Au milieu du XIXe siècle, l’état de l’église semble assez alarmant : Prosper Mérimée mentionne dans son rapport à la commission des monuments historiques la ruine imminente de l’édifice, qui est classé dès 1840. Le 18 juin 1940, un obus touche l’église en pulvérisant la voûte qui couvrait les 2 travées orientales proches du cœur et leurs collatéraux Sud. Des réparations permirent de consolider l’édifice, de 1942 à 1951 et Pie XII lui conféra en 1950 le titre de basilique. Une enfant du pays devenue américaine, Camille Croué-Friedman (1890-1980), fit d’abord le don d’un vitrail à l’église, puis légua sa fortune à l’évêché de Nancy « pour reconstruire et entretenir la basilique afin qu’elle retrouve sa beauté originelle ». Ce fut en 1983 le plus grand chantier de restauration patrimoniale d’Europe exclusivement financé sur fonds privés. D’exceptionnelles peintures murales masqués par des badigeons ont été retrouvées et sont en cours de restauration, dont un cycle de la vie de Saint Fiacre.

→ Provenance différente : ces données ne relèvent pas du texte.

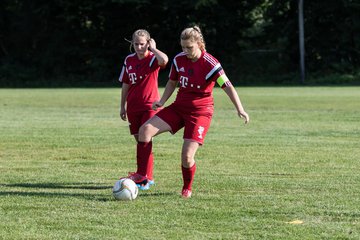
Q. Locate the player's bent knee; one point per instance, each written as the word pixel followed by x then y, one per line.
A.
pixel 145 133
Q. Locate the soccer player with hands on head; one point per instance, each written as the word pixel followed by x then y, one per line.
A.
pixel 196 72
pixel 139 77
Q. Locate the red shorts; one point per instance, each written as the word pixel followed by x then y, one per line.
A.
pixel 196 123
pixel 136 119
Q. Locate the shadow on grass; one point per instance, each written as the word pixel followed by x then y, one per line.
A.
pixel 84 186
pixel 38 186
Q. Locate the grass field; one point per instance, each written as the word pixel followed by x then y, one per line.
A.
pixel 292 173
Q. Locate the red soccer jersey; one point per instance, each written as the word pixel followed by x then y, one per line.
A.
pixel 142 77
pixel 197 79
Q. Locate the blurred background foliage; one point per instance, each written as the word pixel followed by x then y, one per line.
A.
pixel 79 43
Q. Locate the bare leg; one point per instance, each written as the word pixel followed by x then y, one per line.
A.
pixel 188 166
pixel 188 153
pixel 151 128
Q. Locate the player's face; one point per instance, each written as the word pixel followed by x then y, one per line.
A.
pixel 141 46
pixel 191 49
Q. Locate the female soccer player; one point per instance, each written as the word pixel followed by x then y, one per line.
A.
pixel 196 72
pixel 139 77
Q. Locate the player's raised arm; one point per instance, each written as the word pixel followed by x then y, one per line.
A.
pixel 235 99
pixel 160 56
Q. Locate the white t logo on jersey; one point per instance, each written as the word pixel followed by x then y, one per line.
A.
pixel 200 131
pixel 132 77
pixel 184 81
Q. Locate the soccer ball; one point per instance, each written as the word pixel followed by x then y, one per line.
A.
pixel 125 189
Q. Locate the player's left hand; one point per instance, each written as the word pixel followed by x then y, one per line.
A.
pixel 123 114
pixel 244 115
pixel 156 105
pixel 152 44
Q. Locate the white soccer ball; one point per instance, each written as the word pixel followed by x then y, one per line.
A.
pixel 125 189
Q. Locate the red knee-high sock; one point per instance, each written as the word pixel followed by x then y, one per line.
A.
pixel 150 165
pixel 188 176
pixel 143 157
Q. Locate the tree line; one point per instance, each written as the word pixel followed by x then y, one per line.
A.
pixel 82 42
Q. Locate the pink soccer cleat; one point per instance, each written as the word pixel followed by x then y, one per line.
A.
pixel 186 193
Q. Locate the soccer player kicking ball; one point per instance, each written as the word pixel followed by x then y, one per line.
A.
pixel 196 72
pixel 139 77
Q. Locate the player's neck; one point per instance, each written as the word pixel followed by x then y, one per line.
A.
pixel 141 56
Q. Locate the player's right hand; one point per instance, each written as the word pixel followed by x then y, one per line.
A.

Pour les spécialistes, Saint-Nicolas-de-Port concurrencera l’église de Sillegny qualifiée de « Sixtine lorraine », ce qui ajoutera encore à sa splendeur.

Bibliographie :

Suzanne Braun « Lorraine gothique », Éditions Faton, 2023.

Collectif Association Connaissance et renaissance de la basilique de Saint Nicolas de Port, Académie Stanislas, CRULH-LISCANT-MA, 2023.

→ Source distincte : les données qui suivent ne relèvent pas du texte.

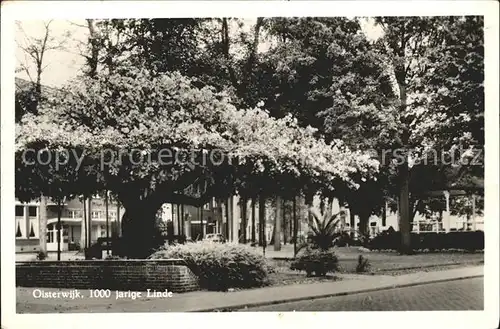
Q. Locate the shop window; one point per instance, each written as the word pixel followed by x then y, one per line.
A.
pixel 20 211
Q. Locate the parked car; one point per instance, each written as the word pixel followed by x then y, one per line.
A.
pixel 215 237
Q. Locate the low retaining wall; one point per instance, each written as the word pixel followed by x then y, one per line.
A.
pixel 136 275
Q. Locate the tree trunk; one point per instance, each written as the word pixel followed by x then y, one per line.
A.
pixel 89 220
pixel 139 228
pixel 262 221
pixel 244 219
pixel 295 226
pixel 364 219
pixel 309 203
pixel 228 233
pixel 59 213
pixel 404 209
pixel 285 224
pixel 277 225
pixel 352 221
pixel 42 225
pixel 107 221
pixel 253 220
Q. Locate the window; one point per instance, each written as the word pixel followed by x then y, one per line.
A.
pixel 20 211
pixel 73 213
pixel 32 211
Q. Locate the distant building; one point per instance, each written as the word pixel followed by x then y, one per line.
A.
pixel 28 219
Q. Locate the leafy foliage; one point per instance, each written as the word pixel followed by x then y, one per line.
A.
pixel 317 261
pixel 363 264
pixel 221 266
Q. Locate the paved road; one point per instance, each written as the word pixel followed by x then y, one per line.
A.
pixel 453 295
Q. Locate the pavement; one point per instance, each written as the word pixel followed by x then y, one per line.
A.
pixel 203 301
pixel 457 295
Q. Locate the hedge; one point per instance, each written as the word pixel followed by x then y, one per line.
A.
pixel 469 240
pixel 221 266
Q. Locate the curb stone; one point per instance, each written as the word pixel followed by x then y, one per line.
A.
pixel 338 294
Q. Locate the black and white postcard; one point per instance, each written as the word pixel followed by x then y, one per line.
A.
pixel 312 163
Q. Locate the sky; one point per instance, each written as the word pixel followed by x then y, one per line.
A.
pixel 65 64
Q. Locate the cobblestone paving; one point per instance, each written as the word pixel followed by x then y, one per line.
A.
pixel 443 296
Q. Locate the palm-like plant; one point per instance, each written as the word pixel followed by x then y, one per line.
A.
pixel 324 229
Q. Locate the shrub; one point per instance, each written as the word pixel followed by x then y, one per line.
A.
pixel 41 255
pixel 363 265
pixel 315 260
pixel 221 266
pixel 468 240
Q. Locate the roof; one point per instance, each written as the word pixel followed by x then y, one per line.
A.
pixel 22 84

Article à paraître dans la revue Una Voce n°348 de Septembre – Octobre 2024


  1. La chronique de Lorraine relate que René II ne voulant s’approprier seul les mérites du combat en rendit l’honneur à « Monseigneur Sainct Nicolas » en le réputant « père du pays, duc et déffense de Lorraine ». Le corps de Charles le Téméraire ne fut pas retrouvé, probablement dévoré par les loups qui abondaient en ce mois de janvier aux portes de Nancy.

  2. François Dominique de Mory d’Elvange, (1738-1794) érudit et numismate, membre de l’Académie, eut le courage de sauver sa forme en dessinant le reliquaire du bras qui, réquisitionné, fut fondu en pleine tourmente révolutionnaire (1793).

  3. Promu en 1508 « gouverneur de l’édifice, de la fabrique et réédification de l’église », titre qu’il conserva jusqu’ à sa mort, il en fut donc maître d’ouvrage, maître d’œuvre, et recruta les architectes Michel Robin et Hans de Moyeuvre.

  4. Comparées par Maurice Barrès à « deux grognards casqués qui semblent monter la garde aux portes du Vermois ».

  5. L’angle de déviation entre la nef et le transept est de 6°.